Be careful however, as dashboards require a human’s attention in order to be useful…just like logs (at least ones without alerts). It’s both a waste of your time and highly error prone to assume that each person or shift staring at that dashboard will know how to accurately interpret each panel and every time series displayed. This means that care must be taken to not only measure but clearly visualize and indicate the value of your metrics – both via dashboards and alerts.
Ideally, we want to build out preventative health care that’s not just packed full of instrumentation, but is full of useful indicators of system health–the KPIs. If a metric isn’t used by the team through alerts or dashboards, it’s likely not useful. If a metric doesn’t make it to a dashboard or alert for visibility sake, it will likely become a metric that you have to clean up later. These metrics should be removed, and we should be cognizant (but not fearful) of new metrics falling into the same bucket.
Want to kick it up a few notches? Look into systems that can perform anomaly detection for your teams. This allows you to focus on more complex problems, build auto-remediation, fix newly identified issues, etc.

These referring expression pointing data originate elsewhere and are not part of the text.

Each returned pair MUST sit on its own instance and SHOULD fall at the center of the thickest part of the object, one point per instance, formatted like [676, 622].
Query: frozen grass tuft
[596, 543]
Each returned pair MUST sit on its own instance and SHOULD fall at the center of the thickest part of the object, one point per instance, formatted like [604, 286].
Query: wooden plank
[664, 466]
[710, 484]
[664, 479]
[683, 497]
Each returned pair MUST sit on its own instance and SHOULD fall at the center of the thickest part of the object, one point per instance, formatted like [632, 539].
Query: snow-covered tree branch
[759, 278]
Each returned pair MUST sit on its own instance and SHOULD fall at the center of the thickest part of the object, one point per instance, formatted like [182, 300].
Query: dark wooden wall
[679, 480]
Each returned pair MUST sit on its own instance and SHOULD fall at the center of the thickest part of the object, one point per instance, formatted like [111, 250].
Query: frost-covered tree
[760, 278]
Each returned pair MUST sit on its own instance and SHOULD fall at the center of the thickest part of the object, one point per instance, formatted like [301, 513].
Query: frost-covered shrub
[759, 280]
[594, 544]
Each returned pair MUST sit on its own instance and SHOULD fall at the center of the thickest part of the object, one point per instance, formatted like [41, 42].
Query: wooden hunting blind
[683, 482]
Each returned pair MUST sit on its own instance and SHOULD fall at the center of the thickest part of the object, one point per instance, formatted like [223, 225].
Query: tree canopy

Want to move into uncharted territory? Give sonification a try, or at least check out this cool podcast from Science Friday: Listening in on scientific data. “When it comes to analyzing scientific data, there are the old standbys, plots and graphs. But what if instead of poring over visuals, scientists could listen to their data—and make new discoveries with their ears?”
Although we won’t dive into the topics of distributed tracing and eventing, it’s important to mention how they can add additional viewports into your system. Tracing breaks down the request path through your system by describing both the path and the timing at each stage. Eventing allows you to perform offline analysis of events that occurred in your system, with full detail. This is similar to logs but intended for computational processing and not human processing.
I’ve covered how logs and metrics play huge parts in adding observability to your systems–with tracing and eventing also fitting in to the big picture. Logs provide you with detailed diagnostic information and sometimes a clear enough indication of a problem that you can create alerts off them. Metrics provide you with quantitative insights into the running system and are also an ideal source of alerts. Remember: don’t take on the hard work of adding observability, logs, dashboards, alerts, and anomaly detection to your platform without making these things truly useful or actionable.
Finally, don’t forget to pay attention to those annoying and often below-the-radar gaps in your observability portfolio; like the logging issue we had in our backend systems at VictorOps. You might find that alleviating these annoyances leads to happier, more enthusiastic teams with a renewed stake in creating better systems.